The series also includes complex antagonists like Sebastian Monroe (David Lyons), the charismatic and ruthless former US Marine Corps sergeant who co-founded the Monroe Republic with Miles, and Tom Neville (Giancarlo Esposito), a former insurance adjuster turned merciless enforcer.
The show’s writers did an excellent job of developing each character’s backstory and motivations, providing the audience with a sense of investment in their fates.
Revolution stood out as an exploration of human nature in a world stripped of modern conveniences, laying bare the brutality and kindness that coexist within us. Powerful and complex characters, like the enigmatic Miles Matheson and the resilient Charlie, embody the struggle for power and the desire for redemption – themes that resonated deeply with the audience.
Yet, as the story progressed, Revolution took an unexpected turn, shifting gears from a dystopian saga to a science fiction tale. The initial premise of a world without electricity was overtaken by the revelation of nanotechnology responsible for the blackout – a technology with the sinister potential of AI dominance.
In season two, this change not only altered the storyline but also shifted the scope of the show, as characters now faced a new enemy in the form of an all-powerful AI whose objective was seizing control over humankind.
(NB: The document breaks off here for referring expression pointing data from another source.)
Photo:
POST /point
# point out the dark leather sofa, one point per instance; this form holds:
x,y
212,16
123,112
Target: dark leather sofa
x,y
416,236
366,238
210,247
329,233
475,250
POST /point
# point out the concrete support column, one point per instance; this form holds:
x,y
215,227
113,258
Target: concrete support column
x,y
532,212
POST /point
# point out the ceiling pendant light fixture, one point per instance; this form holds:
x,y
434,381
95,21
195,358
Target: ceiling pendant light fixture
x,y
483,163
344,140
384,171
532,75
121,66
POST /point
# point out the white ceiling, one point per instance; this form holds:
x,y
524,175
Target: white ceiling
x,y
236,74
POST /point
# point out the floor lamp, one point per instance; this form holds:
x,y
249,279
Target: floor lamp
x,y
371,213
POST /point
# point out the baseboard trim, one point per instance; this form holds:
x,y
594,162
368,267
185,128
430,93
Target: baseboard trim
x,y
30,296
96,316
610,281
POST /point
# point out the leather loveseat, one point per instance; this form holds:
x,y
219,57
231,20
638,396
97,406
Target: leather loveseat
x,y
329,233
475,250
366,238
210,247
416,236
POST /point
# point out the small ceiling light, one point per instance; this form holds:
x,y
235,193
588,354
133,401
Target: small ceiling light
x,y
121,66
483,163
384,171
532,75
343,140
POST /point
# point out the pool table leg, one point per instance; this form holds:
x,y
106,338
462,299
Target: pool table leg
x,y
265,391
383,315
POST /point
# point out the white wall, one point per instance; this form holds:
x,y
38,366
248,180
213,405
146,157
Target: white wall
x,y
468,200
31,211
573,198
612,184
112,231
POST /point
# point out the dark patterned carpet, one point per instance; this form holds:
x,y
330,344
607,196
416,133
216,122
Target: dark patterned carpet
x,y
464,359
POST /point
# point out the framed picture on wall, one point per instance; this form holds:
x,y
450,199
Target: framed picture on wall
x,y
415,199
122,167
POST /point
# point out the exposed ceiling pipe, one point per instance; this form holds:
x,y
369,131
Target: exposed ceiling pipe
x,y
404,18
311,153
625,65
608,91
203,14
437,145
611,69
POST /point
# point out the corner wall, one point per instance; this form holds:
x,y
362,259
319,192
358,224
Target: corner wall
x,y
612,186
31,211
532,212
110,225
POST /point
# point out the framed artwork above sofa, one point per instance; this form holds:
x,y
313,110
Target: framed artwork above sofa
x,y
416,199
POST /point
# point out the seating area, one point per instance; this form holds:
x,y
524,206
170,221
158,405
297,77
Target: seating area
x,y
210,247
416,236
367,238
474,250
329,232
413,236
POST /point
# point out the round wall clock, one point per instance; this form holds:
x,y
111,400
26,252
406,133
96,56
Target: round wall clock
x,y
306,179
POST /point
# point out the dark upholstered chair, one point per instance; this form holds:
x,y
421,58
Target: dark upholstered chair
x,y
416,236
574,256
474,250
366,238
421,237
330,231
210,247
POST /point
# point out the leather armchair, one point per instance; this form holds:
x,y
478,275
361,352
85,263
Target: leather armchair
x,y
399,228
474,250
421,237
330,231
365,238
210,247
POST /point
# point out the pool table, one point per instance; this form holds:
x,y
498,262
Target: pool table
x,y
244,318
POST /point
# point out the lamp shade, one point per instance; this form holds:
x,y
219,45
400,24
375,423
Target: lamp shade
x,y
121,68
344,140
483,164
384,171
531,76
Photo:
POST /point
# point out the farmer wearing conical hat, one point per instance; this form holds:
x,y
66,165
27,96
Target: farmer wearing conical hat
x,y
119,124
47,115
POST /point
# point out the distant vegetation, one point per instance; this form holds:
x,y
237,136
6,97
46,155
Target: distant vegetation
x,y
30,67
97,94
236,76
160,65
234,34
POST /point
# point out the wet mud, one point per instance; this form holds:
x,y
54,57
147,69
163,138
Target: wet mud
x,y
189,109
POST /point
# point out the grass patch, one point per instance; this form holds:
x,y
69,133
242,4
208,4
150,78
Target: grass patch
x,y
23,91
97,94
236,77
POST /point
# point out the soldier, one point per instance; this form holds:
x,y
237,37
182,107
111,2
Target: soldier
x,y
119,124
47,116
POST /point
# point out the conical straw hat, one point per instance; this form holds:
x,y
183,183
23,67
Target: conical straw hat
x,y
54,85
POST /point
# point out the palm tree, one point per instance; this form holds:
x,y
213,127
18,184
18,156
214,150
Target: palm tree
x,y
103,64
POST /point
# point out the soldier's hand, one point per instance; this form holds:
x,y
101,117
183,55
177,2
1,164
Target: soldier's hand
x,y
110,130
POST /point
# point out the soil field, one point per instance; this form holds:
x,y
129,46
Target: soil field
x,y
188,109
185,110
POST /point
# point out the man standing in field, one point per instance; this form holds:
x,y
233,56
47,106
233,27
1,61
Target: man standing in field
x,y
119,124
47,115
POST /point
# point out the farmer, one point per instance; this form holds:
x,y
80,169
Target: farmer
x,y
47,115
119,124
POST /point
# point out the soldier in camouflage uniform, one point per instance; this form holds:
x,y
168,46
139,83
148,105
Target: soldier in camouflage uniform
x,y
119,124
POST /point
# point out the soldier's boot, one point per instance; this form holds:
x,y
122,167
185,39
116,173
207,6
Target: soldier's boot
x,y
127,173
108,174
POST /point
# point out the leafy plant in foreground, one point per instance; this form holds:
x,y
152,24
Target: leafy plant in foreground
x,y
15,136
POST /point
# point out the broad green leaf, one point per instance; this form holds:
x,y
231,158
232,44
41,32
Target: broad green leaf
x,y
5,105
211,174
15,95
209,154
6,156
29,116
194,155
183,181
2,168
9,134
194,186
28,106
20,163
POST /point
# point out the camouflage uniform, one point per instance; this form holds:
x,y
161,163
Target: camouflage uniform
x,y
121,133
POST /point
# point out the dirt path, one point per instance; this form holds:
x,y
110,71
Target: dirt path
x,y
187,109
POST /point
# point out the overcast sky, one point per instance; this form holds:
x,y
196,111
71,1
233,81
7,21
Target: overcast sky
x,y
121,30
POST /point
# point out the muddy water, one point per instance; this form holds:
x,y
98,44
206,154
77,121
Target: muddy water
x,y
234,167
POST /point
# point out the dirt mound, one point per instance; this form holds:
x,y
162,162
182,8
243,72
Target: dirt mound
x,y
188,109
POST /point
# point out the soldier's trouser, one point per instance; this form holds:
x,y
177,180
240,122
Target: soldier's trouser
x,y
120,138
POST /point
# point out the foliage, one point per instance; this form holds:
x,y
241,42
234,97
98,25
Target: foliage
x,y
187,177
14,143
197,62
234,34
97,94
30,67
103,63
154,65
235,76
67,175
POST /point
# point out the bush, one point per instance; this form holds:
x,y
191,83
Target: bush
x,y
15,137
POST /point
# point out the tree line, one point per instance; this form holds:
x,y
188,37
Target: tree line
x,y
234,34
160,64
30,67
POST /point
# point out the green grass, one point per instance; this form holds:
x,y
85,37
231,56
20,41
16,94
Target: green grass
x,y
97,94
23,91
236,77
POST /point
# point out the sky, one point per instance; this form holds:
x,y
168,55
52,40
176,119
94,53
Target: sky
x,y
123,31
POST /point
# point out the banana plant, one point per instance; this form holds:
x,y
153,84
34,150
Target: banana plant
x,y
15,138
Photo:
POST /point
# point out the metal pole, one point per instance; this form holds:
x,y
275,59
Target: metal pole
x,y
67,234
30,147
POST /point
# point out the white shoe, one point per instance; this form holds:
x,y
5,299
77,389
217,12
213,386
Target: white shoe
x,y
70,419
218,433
The introduction of AI as a driving force behind the fate of humanity proved to be a creative risk, giving the series a fresh perspective but also veering it away from the gritty realism that initially captured my imagination.
While some viewers may have welcomed the exciting transition to an AI-driven narrative, it was a departure from the riveting exploration of the human condition that made Revolution such a compelling series.
That being said, if you enjoy dystopian TV shows as much as I do, Revolution is definitely worth watching.